Add new French sentences

Hello,

I am making a list of French sentences, which mainly concern French cities, towns and villages.

How can I add them to the French language project ?
Can I post them on Github ?

Thanks,
Lulucmy

Make sure that your sentences are your own, usually you can’t use sentences you took from books, articles, websites, etc.

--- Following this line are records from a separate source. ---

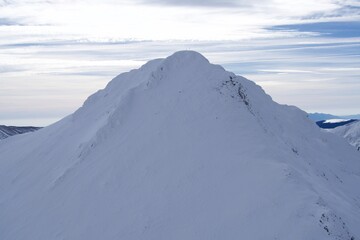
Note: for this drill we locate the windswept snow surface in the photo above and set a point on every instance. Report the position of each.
(180, 149)
(351, 132)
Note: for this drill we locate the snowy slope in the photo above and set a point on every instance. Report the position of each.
(7, 131)
(334, 123)
(351, 132)
(180, 149)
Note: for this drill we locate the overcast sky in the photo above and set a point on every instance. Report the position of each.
(55, 53)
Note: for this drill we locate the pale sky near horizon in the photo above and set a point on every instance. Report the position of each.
(55, 53)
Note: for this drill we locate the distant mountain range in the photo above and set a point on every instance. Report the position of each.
(7, 131)
(347, 127)
(350, 131)
(324, 116)
(180, 149)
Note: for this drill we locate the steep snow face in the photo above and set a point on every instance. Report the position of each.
(180, 149)
(351, 132)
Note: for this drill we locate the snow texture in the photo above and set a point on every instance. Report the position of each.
(180, 149)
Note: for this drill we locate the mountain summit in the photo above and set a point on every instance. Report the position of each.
(180, 149)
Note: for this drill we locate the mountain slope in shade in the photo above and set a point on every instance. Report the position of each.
(7, 131)
(351, 132)
(180, 149)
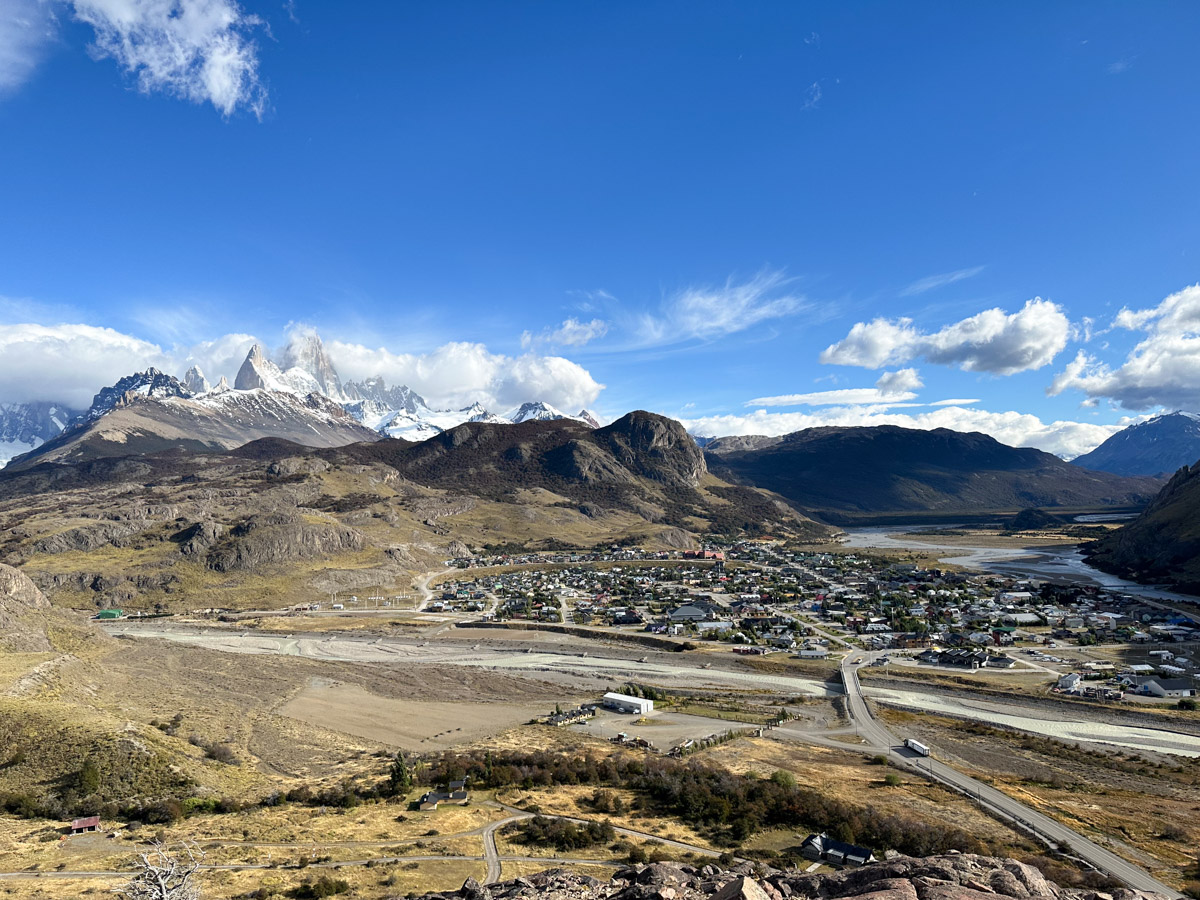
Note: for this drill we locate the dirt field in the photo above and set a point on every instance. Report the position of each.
(663, 730)
(1140, 805)
(408, 724)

To answer your question, I think you can make a pull request to add a new text file on the Common Voice’s Github project, here: https://github.com/mozilla/voice-web/tree/master/server/data/fr . If you don’t know how, it’s explained here: https://help.github.com/articles/creating-a-pull-request/ . Otherwise, someone here could do it for you.

2 Likes

Yep, as @J-b said, open a PR, with a new file named with your nick for example

Thanks !
I took sentences from a 18th century book, and the book is is public domain now.
I’ll just make a pull request on Github :wink:

Do I have to put my sources somewhere?

@lulucmy: If you’re French, the French copyright laws require to cite the name of the original author (see “droit de paternité”), even if the book is in the public domain and the author is dead a long time ago.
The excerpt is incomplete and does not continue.